I know what you are thinking "You said you would refuse to be induced before your due date." Yeah thanks for reminding me, I KNOW I SAID THIS (hypocritical point) but when you dangle a baby in front of my face, I'm gonna grab it. Or so I've learned. AND, it's really quite surreal when you are suddenly faced with the reality it's gonna happen...next week...regardless. I asked Bryan what his thoughts were and he was about as speechless as I was so we just kind of fumbled along and went with the flow. We were pretty numb at that point. So there you have it, my induction is scheduled for 6am Monday morning. Holy. Crap.

My baby will have a birth date of 7/11/05. Weeeeeeell, maybe. We went to dinner to kind of talk this whole thing out but we pretty much just stared off into space playing it over in our head. Bryan has his feelings but thinks the decision ultimately has to be up to me. I of course want to take his opinion into consideration but still know I have to do what I feel comfortable with. I am thinking of calling them back tomorrow to reschedule for 7/13 which is my actual due date. I want to sleep on it. What I'm really hoping for is for it to magically happen on it's own in the meantime which is still a possibility. I honestly don't know. You can't ask me what day I want to have my baby! I don't know! I just think about the sooner it is, the sooner I'll be holding my baby, we'll know what he looks like, we'll just finally get to experience everything we've been thinking about for 9 painfully long months. So yeah, Monday does sound better then Wednesday. But part of me is thinking in all fairness, I should at least wait until my due date to give it the true 40 weeks for it to happen on its own. I don't want to have to make this decision!!

I'm fine with the fact I'm going to be induced, I was kind of expecting it at this point anyway since I had to go ahead and grow a giant fetus. And although I still want to really try to give the non-pain medication thing a try, I've kind of resigned myself to the fact that if I'm induced and from what I hear, an epidural may become my best friend. I'm just gonna go in with an open mind and take it one contraction at a time.

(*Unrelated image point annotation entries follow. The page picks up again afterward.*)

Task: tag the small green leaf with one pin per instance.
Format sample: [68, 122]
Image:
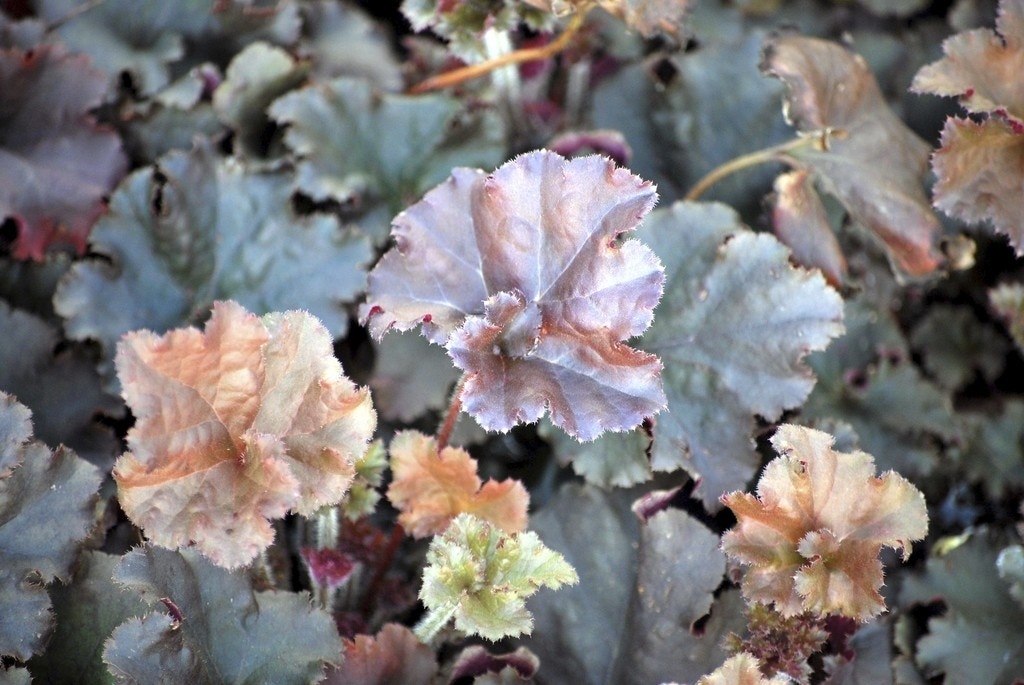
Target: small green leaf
[217, 629]
[480, 576]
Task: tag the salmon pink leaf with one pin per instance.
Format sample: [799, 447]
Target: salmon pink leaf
[865, 156]
[236, 426]
[522, 273]
[55, 163]
[431, 486]
[812, 534]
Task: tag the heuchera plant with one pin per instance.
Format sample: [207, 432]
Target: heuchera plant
[729, 292]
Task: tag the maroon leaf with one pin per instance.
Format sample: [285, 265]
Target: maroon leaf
[522, 274]
[55, 163]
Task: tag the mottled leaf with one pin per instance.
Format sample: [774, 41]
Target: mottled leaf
[732, 330]
[431, 486]
[364, 147]
[236, 426]
[46, 511]
[54, 169]
[219, 630]
[865, 156]
[812, 534]
[393, 656]
[977, 640]
[196, 228]
[537, 323]
[480, 576]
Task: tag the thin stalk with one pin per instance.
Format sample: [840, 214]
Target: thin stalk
[470, 72]
[773, 154]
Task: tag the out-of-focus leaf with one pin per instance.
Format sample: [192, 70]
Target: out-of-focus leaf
[87, 610]
[800, 221]
[865, 156]
[393, 656]
[954, 344]
[255, 78]
[732, 330]
[364, 147]
[412, 376]
[581, 635]
[537, 323]
[812, 534]
[977, 640]
[236, 425]
[340, 40]
[431, 486]
[480, 576]
[217, 629]
[59, 385]
[55, 163]
[194, 229]
[46, 510]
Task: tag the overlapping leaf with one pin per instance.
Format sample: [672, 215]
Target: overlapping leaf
[979, 161]
[216, 628]
[196, 228]
[536, 322]
[38, 487]
[431, 486]
[865, 156]
[368, 148]
[236, 426]
[732, 330]
[812, 534]
[54, 169]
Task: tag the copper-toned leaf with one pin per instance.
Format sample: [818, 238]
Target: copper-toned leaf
[430, 487]
[813, 532]
[866, 157]
[236, 426]
[523, 274]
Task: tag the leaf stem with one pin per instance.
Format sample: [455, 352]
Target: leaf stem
[455, 407]
[773, 154]
[471, 72]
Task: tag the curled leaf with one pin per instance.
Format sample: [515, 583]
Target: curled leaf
[430, 487]
[522, 273]
[236, 426]
[813, 532]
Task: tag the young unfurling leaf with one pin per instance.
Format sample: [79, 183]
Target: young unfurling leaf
[236, 426]
[480, 576]
[521, 273]
[430, 487]
[813, 532]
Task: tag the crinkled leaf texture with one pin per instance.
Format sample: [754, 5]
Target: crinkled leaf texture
[521, 273]
[393, 656]
[732, 330]
[430, 487]
[236, 426]
[55, 163]
[480, 575]
[197, 228]
[812, 534]
[217, 629]
[46, 510]
[865, 157]
[978, 164]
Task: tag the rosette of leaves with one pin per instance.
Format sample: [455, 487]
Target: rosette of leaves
[812, 534]
[978, 163]
[522, 275]
[235, 426]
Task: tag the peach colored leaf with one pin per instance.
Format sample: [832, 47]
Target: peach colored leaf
[522, 273]
[431, 487]
[813, 532]
[866, 157]
[236, 426]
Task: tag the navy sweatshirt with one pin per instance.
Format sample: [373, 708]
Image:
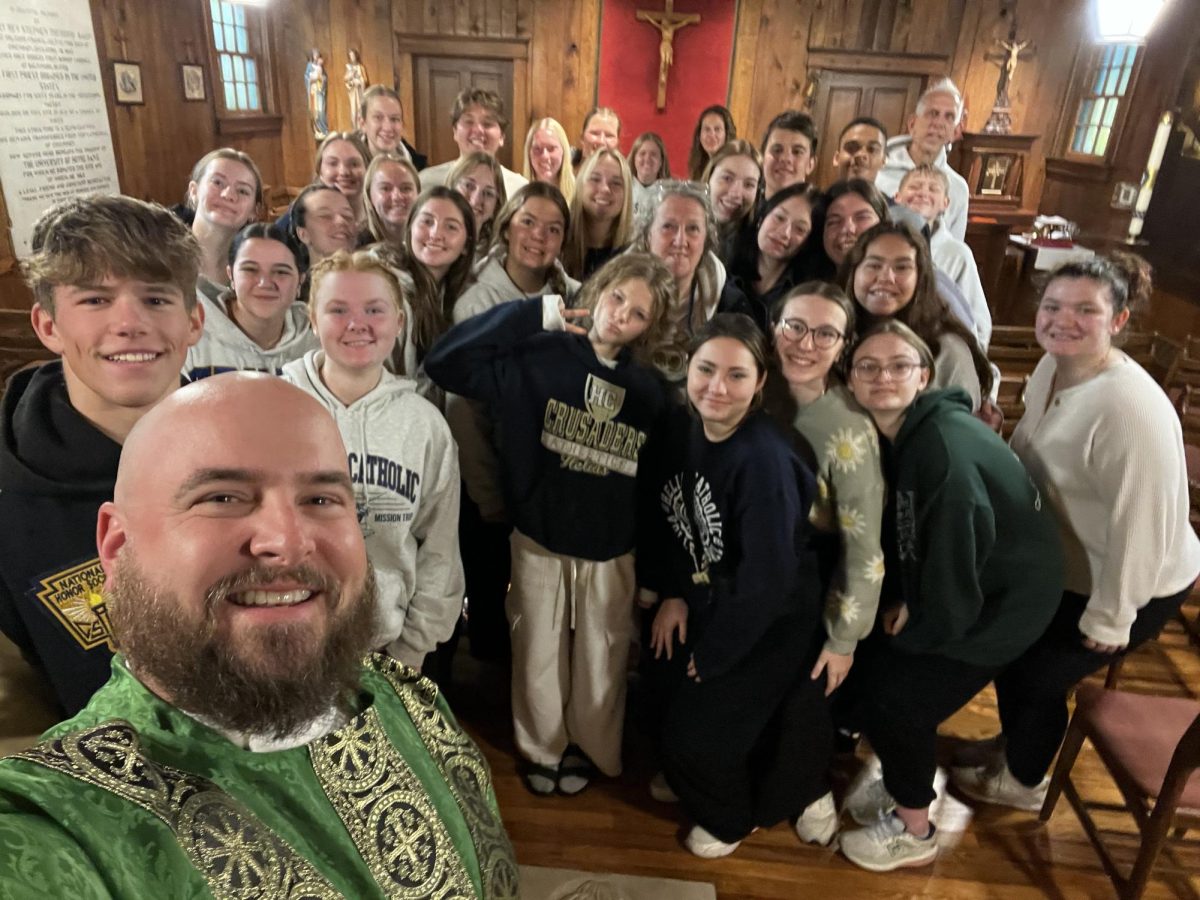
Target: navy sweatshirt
[725, 526]
[570, 430]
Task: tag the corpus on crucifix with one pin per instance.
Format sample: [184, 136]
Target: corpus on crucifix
[667, 22]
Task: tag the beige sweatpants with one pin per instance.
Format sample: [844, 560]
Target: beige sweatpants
[571, 622]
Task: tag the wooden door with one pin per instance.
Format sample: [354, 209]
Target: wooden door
[841, 96]
[436, 83]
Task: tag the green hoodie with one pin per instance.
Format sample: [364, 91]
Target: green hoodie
[971, 546]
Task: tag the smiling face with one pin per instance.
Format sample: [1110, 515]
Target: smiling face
[622, 313]
[438, 235]
[1075, 319]
[328, 225]
[799, 359]
[478, 129]
[600, 132]
[933, 127]
[723, 379]
[733, 186]
[535, 235]
[677, 235]
[712, 133]
[846, 219]
[924, 195]
[861, 154]
[787, 160]
[393, 192]
[357, 319]
[647, 162]
[479, 187]
[887, 375]
[123, 342]
[785, 228]
[225, 195]
[235, 555]
[342, 167]
[886, 280]
[546, 156]
[603, 193]
[383, 125]
[265, 280]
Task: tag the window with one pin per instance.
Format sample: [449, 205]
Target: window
[238, 64]
[1108, 77]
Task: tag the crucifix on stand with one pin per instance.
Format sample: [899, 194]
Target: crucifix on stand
[667, 22]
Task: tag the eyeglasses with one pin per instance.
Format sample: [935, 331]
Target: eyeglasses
[823, 337]
[899, 371]
[469, 185]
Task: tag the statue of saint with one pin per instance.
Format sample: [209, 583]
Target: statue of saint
[317, 84]
[355, 85]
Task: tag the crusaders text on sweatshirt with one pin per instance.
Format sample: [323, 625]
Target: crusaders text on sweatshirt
[570, 427]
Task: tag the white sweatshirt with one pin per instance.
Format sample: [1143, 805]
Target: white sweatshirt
[898, 162]
[1109, 456]
[223, 347]
[405, 468]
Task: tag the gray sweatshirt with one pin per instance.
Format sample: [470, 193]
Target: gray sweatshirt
[405, 468]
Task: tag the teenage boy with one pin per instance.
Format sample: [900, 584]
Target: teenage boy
[114, 297]
[479, 124]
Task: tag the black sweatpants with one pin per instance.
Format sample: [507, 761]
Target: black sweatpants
[1032, 690]
[898, 700]
[750, 747]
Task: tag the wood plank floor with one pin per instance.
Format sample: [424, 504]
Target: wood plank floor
[616, 827]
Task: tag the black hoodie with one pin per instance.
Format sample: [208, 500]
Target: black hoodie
[55, 469]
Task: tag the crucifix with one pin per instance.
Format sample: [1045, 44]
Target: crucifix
[1008, 54]
[667, 22]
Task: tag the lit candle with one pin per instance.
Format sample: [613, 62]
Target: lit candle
[1150, 175]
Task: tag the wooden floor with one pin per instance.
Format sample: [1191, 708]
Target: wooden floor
[616, 827]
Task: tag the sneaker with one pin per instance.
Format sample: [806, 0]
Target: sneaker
[888, 845]
[997, 785]
[819, 822]
[661, 791]
[868, 799]
[703, 844]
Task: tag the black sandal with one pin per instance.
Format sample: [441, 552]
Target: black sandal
[577, 767]
[539, 780]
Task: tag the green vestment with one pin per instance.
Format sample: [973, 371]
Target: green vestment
[132, 798]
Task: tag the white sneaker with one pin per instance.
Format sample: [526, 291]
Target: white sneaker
[868, 799]
[661, 791]
[888, 845]
[705, 845]
[997, 785]
[819, 822]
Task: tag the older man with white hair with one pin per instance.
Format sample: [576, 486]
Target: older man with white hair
[930, 132]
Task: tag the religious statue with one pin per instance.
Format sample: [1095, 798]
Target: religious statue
[667, 22]
[317, 84]
[355, 84]
[1009, 54]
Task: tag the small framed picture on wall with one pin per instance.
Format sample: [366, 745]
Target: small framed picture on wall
[193, 82]
[127, 82]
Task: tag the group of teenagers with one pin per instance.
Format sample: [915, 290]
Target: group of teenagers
[745, 412]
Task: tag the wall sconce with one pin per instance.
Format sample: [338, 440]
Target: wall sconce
[1126, 21]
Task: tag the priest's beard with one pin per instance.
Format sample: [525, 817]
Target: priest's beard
[268, 681]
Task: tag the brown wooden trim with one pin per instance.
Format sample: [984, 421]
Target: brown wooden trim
[267, 124]
[1072, 169]
[484, 48]
[889, 63]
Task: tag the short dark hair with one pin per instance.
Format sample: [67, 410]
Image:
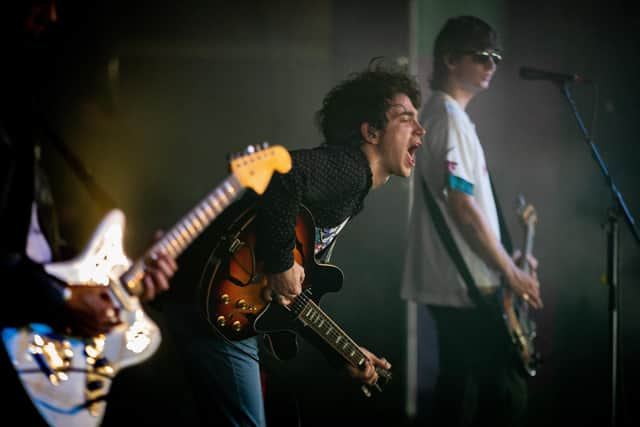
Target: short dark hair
[364, 97]
[459, 34]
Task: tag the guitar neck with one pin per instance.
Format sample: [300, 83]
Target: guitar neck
[528, 246]
[181, 235]
[315, 318]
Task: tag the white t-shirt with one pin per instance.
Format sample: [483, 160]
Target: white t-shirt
[451, 157]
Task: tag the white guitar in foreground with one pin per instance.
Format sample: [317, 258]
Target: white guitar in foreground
[68, 378]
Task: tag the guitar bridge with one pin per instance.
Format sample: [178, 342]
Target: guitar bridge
[52, 356]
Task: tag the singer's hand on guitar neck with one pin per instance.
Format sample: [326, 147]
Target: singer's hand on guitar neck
[286, 285]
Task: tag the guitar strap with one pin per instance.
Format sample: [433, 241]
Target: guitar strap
[452, 248]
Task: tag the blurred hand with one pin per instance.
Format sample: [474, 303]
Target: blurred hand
[158, 273]
[91, 311]
[526, 285]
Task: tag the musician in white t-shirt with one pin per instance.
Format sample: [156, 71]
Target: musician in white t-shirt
[478, 382]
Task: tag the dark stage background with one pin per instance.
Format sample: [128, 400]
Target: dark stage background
[154, 95]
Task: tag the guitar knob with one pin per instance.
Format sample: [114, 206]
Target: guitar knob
[237, 326]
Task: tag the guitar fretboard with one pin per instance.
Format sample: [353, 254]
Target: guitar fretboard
[176, 240]
[314, 317]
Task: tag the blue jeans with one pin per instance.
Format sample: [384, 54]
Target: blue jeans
[225, 376]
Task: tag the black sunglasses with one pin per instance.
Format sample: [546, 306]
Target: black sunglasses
[484, 56]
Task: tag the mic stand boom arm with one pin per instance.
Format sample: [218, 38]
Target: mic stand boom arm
[613, 259]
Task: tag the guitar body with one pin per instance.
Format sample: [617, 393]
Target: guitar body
[518, 320]
[521, 329]
[68, 378]
[235, 297]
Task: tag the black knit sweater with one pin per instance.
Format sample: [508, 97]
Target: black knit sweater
[331, 181]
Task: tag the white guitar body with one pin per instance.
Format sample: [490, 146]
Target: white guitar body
[68, 378]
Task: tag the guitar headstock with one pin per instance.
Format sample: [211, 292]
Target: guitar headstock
[254, 167]
[526, 212]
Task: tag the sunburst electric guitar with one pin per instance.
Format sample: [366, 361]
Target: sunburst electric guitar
[68, 378]
[235, 300]
[518, 319]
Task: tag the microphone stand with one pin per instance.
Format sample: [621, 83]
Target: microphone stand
[613, 256]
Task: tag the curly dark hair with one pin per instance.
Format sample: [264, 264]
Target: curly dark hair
[459, 34]
[364, 97]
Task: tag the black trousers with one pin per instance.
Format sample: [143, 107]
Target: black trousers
[478, 382]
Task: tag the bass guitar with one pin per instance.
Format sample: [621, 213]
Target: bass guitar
[68, 378]
[518, 319]
[236, 304]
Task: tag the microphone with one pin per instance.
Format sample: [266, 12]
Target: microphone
[529, 73]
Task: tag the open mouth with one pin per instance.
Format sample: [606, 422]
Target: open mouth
[412, 154]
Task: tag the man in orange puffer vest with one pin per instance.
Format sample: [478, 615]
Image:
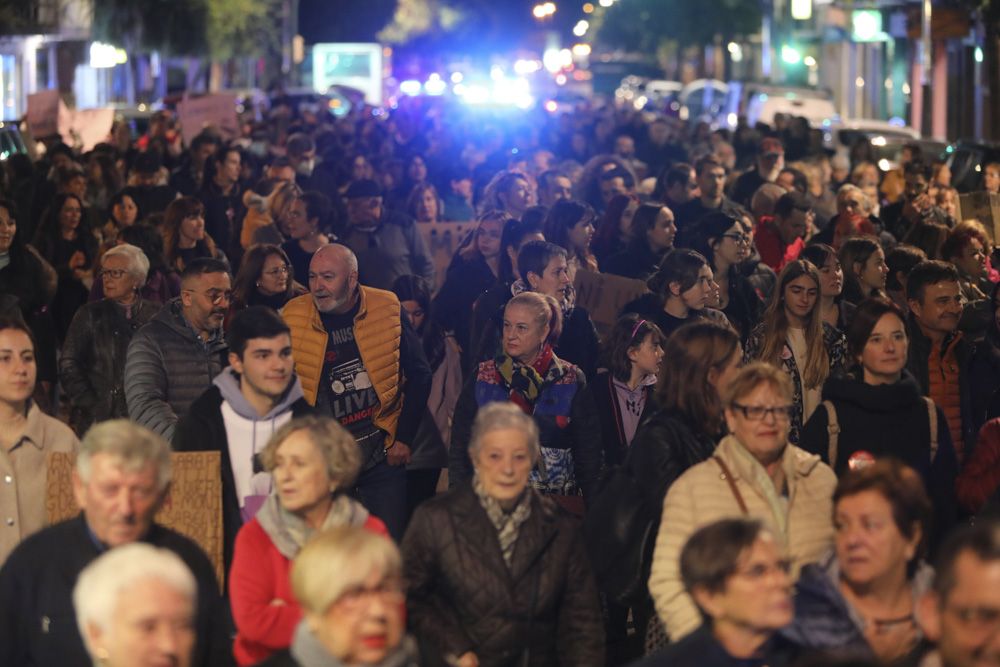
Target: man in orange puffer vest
[361, 363]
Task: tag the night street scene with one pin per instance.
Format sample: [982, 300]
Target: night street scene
[520, 333]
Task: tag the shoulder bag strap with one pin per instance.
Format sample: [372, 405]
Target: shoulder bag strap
[932, 420]
[728, 476]
[832, 433]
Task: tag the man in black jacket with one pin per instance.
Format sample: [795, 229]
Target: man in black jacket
[121, 479]
[258, 394]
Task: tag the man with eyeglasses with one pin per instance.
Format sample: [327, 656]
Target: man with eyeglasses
[387, 244]
[961, 613]
[961, 377]
[174, 358]
[236, 416]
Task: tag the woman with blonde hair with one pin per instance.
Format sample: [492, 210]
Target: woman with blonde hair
[310, 464]
[529, 374]
[794, 337]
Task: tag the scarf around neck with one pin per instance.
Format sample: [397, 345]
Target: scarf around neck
[525, 381]
[507, 524]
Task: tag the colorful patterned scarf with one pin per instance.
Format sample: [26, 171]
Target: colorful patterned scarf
[524, 382]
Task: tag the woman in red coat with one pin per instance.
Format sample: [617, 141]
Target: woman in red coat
[313, 461]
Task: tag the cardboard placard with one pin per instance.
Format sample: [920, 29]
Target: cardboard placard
[193, 505]
[604, 295]
[88, 127]
[442, 240]
[217, 111]
[43, 113]
[984, 207]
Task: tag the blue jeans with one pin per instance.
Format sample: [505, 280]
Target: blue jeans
[382, 490]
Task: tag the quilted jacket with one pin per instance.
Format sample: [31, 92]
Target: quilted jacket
[168, 366]
[461, 596]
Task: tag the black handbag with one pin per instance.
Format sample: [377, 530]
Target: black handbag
[619, 532]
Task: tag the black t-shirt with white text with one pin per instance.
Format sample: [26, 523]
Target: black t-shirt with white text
[345, 389]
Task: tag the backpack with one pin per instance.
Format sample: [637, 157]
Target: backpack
[619, 533]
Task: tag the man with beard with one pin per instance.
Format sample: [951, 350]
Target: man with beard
[174, 358]
[361, 363]
[238, 414]
[962, 378]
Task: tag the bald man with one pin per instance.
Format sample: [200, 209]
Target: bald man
[361, 363]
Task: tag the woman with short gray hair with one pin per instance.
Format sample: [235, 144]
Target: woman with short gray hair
[92, 365]
[496, 572]
[314, 462]
[137, 585]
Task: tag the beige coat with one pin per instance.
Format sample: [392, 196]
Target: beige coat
[702, 495]
[22, 477]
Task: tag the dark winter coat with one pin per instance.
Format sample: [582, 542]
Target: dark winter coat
[37, 620]
[92, 365]
[543, 611]
[168, 366]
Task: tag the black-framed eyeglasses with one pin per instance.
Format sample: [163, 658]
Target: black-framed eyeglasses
[217, 296]
[277, 271]
[741, 239]
[757, 412]
[117, 274]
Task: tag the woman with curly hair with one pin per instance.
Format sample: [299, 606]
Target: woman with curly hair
[794, 337]
[184, 235]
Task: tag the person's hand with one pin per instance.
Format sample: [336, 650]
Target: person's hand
[398, 454]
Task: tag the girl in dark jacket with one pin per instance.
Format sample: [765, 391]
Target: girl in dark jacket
[65, 240]
[880, 411]
[617, 400]
[473, 270]
[32, 282]
[725, 240]
[700, 359]
[651, 236]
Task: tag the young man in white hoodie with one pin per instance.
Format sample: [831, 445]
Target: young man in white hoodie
[247, 402]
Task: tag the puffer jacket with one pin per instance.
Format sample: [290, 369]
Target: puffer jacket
[93, 374]
[542, 611]
[168, 366]
[703, 495]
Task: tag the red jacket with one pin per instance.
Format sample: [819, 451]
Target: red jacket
[980, 475]
[259, 576]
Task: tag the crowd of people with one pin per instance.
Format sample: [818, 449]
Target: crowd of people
[786, 451]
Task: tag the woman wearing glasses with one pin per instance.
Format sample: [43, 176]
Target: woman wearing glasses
[265, 278]
[725, 241]
[92, 365]
[754, 473]
[794, 337]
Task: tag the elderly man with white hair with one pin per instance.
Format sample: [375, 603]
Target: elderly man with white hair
[121, 478]
[92, 364]
[135, 607]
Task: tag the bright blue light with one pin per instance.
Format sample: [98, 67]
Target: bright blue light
[410, 87]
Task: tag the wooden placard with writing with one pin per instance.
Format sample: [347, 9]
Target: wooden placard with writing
[984, 207]
[193, 505]
[442, 240]
[604, 295]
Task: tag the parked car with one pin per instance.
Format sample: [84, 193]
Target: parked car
[966, 159]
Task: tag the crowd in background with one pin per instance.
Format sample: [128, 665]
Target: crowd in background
[757, 463]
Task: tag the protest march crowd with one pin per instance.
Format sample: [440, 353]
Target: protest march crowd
[783, 448]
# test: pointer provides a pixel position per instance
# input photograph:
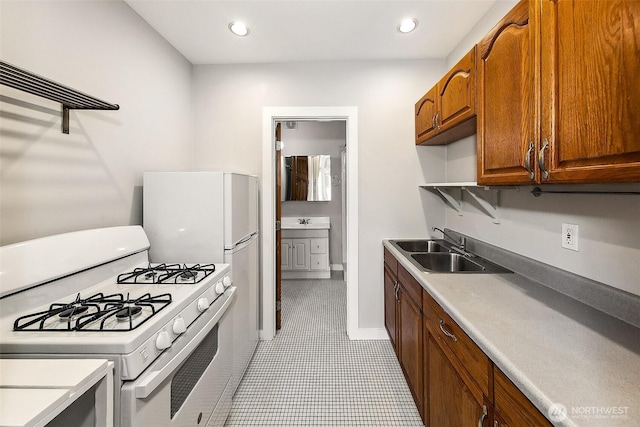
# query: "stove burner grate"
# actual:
(175, 274)
(92, 314)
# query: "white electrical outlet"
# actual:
(570, 236)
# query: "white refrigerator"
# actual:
(210, 217)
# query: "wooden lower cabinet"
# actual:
(410, 344)
(453, 382)
(512, 408)
(453, 400)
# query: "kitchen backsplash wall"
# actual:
(229, 101)
(609, 227)
(53, 183)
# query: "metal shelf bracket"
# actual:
(488, 204)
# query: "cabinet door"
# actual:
(285, 252)
(300, 254)
(410, 335)
(506, 138)
(457, 94)
(390, 304)
(453, 402)
(590, 90)
(425, 116)
(512, 408)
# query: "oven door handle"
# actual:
(154, 378)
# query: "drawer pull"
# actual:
(447, 333)
(483, 417)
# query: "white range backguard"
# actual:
(210, 217)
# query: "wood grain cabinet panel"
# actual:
(512, 408)
(506, 118)
(453, 402)
(590, 91)
(447, 112)
(559, 96)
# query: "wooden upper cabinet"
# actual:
(506, 108)
(425, 116)
(590, 95)
(559, 96)
(457, 93)
(447, 112)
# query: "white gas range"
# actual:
(95, 295)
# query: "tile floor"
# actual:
(312, 374)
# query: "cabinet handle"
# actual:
(447, 333)
(543, 168)
(483, 417)
(527, 160)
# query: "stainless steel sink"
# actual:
(440, 256)
(446, 262)
(422, 245)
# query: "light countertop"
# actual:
(555, 349)
(34, 391)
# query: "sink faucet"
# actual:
(461, 243)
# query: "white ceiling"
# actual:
(310, 30)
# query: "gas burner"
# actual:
(188, 275)
(174, 274)
(96, 313)
(129, 312)
(72, 313)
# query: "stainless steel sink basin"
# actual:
(446, 262)
(422, 245)
(440, 256)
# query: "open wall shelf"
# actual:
(70, 99)
(451, 193)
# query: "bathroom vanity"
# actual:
(305, 248)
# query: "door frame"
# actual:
(270, 115)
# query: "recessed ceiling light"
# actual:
(239, 28)
(407, 25)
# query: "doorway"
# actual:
(271, 116)
(309, 184)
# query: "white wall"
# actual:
(327, 138)
(609, 237)
(53, 183)
(228, 103)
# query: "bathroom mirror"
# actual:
(307, 178)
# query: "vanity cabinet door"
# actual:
(285, 251)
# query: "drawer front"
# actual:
(411, 285)
(318, 246)
(319, 262)
(391, 261)
(442, 326)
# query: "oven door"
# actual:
(183, 387)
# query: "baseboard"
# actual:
(369, 334)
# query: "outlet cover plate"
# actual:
(570, 236)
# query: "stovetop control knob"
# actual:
(219, 288)
(163, 341)
(203, 304)
(226, 281)
(178, 326)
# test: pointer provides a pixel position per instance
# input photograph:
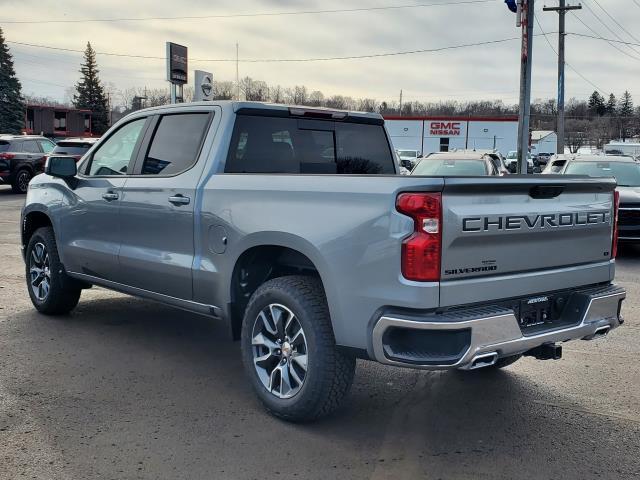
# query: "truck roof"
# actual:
(600, 158)
(285, 110)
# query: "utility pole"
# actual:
(562, 10)
(525, 20)
(237, 74)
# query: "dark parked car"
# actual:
(74, 147)
(456, 164)
(626, 171)
(22, 157)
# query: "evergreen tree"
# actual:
(597, 104)
(11, 101)
(625, 110)
(90, 93)
(612, 105)
(626, 105)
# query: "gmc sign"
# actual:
(444, 129)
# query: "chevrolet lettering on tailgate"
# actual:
(517, 222)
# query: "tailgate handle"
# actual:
(547, 191)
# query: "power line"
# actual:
(599, 37)
(274, 60)
(616, 22)
(262, 14)
(611, 30)
(567, 63)
(624, 42)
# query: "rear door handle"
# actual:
(179, 200)
(110, 196)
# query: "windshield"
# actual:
(450, 167)
(627, 174)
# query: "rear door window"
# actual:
(262, 144)
(71, 148)
(30, 146)
(176, 143)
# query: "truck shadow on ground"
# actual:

And while I truly love each and every one of you, I'm not really looking for opinions. Support is always appreciated but nothing personal, this is something I have to decide on my own, along with my husband but feel free to show me some love!

So we'll keep everyone posted if there are any changes in the date but for now it's 7/11. Never know, tomorrow it could be back to 7/13.

1 Comments:

Anonymous Anonymous said...

Cara and Bryan, you must be so excited! It is such a reality hit even for me that my baby sister is going to be a mother in a week!!!